To make their surveys valid, firms need to separate their research departments from the promotional ones, Hebert said. Hebert’s firm has been doing research for 30 years and counts Microsoft, Pepsi and Costco among its clients.

The Paine Field surveys asked many other questions in addition to for-or-against. Both asked respondents how often they fly, their experiences with getting to and flying from Sea-Tac Airport, and their ZIP codes.

Aldrich said the phone survey is more valid than the online survey because it took a random sample of residents. The phone survey has a margin of error of 3 ½ percent to 4 percent, he said.

“People who are professional pollsters generally don’t hold online surveys in very high regard because it’s self-selected participation,” Aldrich said. “That is like comparing an apple with a fake, wooden orange.”

By contrast, with the phone survey, “you end up getting a pretty good crosscut,” Aldrich said. “The vast majority of surveys done in America are done by phone.”

Invitations to complete the Fly Paine Field online survey were sent to registered visitors to the group’s Web site, chambers of commerce, economic development groups and others. A link to the survey was also posted on the Fly Paine Field Web site.

Greg Tisdel, one the leaders of Fly Paine Field, said it wasn’t just businesspeople who took the survey. Responses to the survey from the Web site spiked after it was given media attention and the group bought some radio advertising, Tisdel said.

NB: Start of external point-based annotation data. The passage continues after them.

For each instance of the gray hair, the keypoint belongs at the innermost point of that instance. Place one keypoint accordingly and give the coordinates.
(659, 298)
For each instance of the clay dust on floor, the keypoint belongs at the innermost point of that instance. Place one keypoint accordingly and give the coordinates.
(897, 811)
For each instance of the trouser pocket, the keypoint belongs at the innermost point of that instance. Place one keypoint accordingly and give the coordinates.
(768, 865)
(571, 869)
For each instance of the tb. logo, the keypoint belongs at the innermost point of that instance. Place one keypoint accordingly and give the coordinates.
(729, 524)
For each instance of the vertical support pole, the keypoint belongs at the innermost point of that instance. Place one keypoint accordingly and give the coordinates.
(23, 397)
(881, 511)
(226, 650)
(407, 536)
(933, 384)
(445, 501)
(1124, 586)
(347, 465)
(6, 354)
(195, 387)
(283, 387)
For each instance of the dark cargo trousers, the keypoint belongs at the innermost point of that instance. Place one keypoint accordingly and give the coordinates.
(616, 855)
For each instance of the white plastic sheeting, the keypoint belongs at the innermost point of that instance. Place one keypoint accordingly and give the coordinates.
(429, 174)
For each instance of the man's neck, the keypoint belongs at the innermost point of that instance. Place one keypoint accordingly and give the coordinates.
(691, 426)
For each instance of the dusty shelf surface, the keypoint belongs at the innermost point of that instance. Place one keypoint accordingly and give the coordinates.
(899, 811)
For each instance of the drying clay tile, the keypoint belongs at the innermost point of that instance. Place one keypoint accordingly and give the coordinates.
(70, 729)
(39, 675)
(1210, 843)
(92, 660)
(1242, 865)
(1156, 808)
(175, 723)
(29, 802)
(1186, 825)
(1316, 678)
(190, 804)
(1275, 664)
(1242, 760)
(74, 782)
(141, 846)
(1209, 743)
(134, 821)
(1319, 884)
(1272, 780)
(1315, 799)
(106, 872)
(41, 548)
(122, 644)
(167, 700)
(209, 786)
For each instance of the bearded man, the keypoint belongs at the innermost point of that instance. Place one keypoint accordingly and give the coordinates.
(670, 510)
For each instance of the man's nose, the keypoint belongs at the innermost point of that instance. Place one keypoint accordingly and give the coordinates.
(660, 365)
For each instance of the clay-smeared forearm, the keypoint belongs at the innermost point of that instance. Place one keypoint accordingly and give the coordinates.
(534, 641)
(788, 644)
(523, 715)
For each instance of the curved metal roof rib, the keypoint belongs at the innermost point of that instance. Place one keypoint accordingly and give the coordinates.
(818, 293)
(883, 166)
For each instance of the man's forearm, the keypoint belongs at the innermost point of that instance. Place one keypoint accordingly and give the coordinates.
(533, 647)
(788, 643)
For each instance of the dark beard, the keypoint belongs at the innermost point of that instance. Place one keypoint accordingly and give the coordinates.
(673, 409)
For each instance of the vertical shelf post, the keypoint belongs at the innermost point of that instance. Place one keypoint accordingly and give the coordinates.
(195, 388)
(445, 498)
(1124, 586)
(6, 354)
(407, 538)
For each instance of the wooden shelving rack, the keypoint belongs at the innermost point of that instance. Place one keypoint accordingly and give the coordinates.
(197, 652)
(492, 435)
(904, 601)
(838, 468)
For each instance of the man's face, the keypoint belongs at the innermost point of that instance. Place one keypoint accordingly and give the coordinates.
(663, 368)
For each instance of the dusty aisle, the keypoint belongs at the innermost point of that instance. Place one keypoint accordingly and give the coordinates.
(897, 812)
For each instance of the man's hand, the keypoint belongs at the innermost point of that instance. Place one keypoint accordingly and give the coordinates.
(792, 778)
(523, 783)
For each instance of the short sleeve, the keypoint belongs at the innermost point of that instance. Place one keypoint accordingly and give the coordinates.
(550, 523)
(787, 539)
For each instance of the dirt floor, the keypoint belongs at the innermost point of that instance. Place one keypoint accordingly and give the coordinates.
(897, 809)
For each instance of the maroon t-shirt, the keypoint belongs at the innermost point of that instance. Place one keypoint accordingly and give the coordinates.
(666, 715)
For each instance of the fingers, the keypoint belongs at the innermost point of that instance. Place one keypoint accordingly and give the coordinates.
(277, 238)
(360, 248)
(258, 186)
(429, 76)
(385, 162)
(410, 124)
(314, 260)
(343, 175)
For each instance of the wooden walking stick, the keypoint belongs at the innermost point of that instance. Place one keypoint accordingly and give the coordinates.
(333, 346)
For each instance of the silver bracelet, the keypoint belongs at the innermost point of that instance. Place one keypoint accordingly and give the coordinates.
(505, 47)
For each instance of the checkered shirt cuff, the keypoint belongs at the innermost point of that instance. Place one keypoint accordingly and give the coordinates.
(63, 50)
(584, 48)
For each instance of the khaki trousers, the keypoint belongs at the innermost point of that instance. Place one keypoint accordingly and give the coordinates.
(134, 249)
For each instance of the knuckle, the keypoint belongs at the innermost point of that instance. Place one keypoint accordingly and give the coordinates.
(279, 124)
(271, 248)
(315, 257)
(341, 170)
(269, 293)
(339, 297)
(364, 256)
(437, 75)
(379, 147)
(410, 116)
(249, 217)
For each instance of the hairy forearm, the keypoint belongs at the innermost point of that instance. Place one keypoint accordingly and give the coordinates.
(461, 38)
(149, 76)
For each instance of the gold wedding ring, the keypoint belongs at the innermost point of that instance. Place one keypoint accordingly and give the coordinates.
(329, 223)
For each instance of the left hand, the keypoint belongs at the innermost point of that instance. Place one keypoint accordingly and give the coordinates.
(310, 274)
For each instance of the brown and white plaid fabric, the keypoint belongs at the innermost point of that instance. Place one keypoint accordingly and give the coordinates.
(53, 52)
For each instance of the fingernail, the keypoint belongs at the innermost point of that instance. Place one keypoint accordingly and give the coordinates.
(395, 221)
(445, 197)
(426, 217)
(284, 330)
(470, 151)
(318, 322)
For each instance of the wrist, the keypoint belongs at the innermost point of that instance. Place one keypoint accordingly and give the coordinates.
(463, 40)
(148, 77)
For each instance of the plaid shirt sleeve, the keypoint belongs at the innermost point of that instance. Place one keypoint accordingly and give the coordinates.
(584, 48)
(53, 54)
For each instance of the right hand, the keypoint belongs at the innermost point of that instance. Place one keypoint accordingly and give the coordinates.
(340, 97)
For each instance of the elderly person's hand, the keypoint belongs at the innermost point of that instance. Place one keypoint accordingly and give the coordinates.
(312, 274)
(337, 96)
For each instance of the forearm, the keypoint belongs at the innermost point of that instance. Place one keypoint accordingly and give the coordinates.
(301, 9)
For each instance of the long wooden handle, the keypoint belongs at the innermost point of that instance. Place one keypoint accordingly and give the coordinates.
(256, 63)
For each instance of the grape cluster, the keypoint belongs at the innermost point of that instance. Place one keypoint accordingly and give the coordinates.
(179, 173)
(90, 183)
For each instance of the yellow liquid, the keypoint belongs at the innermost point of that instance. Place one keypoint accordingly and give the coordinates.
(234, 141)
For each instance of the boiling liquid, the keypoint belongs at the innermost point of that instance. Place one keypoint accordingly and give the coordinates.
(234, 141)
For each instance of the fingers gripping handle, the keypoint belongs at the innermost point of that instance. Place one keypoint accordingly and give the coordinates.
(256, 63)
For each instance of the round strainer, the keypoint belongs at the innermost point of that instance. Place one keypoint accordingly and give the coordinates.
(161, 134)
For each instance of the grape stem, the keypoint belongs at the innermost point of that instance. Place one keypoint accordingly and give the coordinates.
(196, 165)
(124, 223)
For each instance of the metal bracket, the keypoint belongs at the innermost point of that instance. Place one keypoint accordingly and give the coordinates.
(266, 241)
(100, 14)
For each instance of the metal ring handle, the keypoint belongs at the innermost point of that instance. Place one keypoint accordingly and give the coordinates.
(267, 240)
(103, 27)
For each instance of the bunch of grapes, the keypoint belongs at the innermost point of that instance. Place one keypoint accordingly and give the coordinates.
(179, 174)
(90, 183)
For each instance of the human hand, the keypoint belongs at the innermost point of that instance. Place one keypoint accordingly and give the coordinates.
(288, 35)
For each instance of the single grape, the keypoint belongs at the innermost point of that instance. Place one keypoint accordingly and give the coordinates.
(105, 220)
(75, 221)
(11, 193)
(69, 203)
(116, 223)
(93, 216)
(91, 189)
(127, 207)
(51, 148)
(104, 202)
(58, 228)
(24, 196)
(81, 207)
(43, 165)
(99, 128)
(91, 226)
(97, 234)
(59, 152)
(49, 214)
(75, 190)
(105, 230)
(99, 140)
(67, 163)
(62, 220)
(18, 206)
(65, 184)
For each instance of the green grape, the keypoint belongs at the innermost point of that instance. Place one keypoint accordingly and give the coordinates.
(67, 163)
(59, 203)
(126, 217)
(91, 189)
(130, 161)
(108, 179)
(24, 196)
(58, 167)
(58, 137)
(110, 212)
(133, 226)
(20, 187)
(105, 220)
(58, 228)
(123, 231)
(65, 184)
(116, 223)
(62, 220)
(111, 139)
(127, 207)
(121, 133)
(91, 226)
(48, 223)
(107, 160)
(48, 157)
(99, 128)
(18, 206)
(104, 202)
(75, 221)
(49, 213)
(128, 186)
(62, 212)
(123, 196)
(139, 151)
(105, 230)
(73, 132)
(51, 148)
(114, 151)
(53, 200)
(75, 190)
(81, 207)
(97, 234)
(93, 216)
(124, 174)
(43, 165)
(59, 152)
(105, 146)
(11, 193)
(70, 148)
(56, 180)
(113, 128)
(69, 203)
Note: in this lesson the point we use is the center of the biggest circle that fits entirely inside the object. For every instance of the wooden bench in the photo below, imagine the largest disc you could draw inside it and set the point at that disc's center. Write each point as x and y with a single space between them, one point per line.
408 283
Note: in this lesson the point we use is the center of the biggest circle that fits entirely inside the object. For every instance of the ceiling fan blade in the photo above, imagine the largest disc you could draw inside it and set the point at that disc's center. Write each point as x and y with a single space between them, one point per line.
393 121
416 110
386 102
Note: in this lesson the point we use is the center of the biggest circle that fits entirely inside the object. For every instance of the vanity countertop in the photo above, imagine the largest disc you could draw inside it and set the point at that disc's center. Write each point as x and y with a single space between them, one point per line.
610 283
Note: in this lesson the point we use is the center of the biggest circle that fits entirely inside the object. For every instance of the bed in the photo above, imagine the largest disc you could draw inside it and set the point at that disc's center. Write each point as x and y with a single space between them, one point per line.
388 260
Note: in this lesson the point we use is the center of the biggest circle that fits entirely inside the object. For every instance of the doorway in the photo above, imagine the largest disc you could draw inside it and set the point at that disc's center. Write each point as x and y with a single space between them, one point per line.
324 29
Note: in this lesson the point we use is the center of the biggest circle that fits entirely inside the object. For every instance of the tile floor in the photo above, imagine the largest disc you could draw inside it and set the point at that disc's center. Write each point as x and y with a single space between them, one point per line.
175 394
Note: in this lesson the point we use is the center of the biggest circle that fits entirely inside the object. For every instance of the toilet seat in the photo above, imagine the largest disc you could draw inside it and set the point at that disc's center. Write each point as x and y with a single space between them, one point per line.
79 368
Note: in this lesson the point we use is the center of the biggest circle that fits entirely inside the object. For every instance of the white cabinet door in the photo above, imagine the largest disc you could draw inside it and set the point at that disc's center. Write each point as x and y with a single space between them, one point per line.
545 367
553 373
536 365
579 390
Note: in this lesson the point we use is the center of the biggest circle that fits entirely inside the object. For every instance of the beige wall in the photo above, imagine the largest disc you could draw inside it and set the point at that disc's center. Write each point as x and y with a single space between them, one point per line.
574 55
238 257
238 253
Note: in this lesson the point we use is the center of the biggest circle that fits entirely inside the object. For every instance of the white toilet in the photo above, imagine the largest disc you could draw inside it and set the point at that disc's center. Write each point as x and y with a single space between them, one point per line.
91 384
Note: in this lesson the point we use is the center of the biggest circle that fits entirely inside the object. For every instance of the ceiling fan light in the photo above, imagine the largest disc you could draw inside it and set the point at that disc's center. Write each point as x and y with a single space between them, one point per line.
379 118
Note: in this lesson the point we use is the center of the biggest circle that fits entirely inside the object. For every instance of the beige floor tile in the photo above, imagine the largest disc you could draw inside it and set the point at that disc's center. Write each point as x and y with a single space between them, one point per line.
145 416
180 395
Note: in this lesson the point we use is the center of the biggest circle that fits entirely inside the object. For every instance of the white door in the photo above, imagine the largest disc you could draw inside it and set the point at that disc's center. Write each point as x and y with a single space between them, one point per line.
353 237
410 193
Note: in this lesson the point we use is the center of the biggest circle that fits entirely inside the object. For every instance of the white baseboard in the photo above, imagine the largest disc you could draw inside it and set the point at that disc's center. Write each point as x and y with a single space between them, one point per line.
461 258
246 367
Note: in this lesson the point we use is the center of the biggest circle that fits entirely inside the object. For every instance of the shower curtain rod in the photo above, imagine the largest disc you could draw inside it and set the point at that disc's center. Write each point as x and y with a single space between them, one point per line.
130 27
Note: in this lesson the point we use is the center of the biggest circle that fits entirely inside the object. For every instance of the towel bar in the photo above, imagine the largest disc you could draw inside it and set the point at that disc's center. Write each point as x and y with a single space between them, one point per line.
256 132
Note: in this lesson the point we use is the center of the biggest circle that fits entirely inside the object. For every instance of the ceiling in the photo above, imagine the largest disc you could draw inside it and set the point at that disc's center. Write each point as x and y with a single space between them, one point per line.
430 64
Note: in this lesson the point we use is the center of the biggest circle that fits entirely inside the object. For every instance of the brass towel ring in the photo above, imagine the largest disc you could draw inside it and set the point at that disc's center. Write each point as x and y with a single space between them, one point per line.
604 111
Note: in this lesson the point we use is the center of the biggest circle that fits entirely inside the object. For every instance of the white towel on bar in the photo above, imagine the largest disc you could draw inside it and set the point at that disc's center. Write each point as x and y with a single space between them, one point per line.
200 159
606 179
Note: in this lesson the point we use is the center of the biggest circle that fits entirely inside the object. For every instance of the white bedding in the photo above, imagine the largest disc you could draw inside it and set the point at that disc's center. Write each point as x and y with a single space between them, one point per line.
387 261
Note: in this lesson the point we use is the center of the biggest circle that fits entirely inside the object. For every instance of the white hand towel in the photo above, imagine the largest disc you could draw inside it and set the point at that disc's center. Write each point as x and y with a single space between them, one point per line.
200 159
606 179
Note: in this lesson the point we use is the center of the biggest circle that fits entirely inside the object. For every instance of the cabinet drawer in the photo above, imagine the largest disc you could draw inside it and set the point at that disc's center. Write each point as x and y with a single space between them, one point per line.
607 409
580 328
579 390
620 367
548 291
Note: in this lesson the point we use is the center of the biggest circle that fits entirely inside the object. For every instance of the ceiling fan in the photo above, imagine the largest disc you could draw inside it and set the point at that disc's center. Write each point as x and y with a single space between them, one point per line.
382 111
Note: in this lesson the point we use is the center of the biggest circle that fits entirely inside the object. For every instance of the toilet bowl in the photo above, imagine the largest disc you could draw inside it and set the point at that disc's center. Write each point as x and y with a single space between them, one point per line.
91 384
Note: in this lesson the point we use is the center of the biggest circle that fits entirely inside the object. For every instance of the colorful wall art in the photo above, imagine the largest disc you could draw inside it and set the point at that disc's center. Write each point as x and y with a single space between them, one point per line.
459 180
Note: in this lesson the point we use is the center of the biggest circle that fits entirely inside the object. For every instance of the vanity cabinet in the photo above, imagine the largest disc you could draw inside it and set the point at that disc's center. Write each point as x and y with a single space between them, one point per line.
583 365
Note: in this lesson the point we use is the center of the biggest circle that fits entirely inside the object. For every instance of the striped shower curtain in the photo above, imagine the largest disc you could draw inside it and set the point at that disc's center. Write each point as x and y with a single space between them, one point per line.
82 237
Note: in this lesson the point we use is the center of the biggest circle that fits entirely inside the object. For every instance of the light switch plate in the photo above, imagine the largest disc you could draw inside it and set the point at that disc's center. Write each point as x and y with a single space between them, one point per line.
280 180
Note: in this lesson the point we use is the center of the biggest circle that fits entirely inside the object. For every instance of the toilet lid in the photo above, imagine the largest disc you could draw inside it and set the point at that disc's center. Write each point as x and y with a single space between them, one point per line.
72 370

These responses made up more than half of the total, he said.

“You could go online and take it any time you wanted,” Tisdel said.

Cocker said the online survey wasn’t meant to be scientific.

“I would simply take it as an expression of the numbers of people who were interested enough to go online and express their view,” he said. “We weren’t saying it’s a scientific survey by any means.”

He noted the other study was conducted only in south Snohomish County.

“So it has the same kinds of shortcomings that ours does,” he said. “We got a lot of responses from south Snohomish County, including from Mukilteo.”

Cocker said the most accurate survey would be to take a sampling from the whole county.

Hebert said a survey doesn’t provide a complete picture unless the results stand up under other methods.

“The test for it is, can it be replicated? If it can’t be replicated, it’s not science,” Hebert said. “It needs to stand up to different survey methods.”

He said the problem with online surveys is that “we really have no control over when those are being done and you can’t really authenticate if it’s the right person responding to the survey.”

On phone surveys, he said, care must be taken to “monitor how they’re done, to evaluate the credibility of the respondent.” For example, if the person says he’s 19 years old and has a doctorate degree, “most likely that’s data that’s going to get thrown out,” he said.

What about a countywide vote on the issue?

“I would love it,” Tisdel said. “That would be the best thing and the wisest tax dollars spent by the city of Mukilteo or Snohomish County. That would be great.”

Mukilteo Mayor Joe Marine was a little more equivocal.

“I don’t know. I guess it would give a chance for both sides to explain what they would want. It’s ultimately up to the County Council.”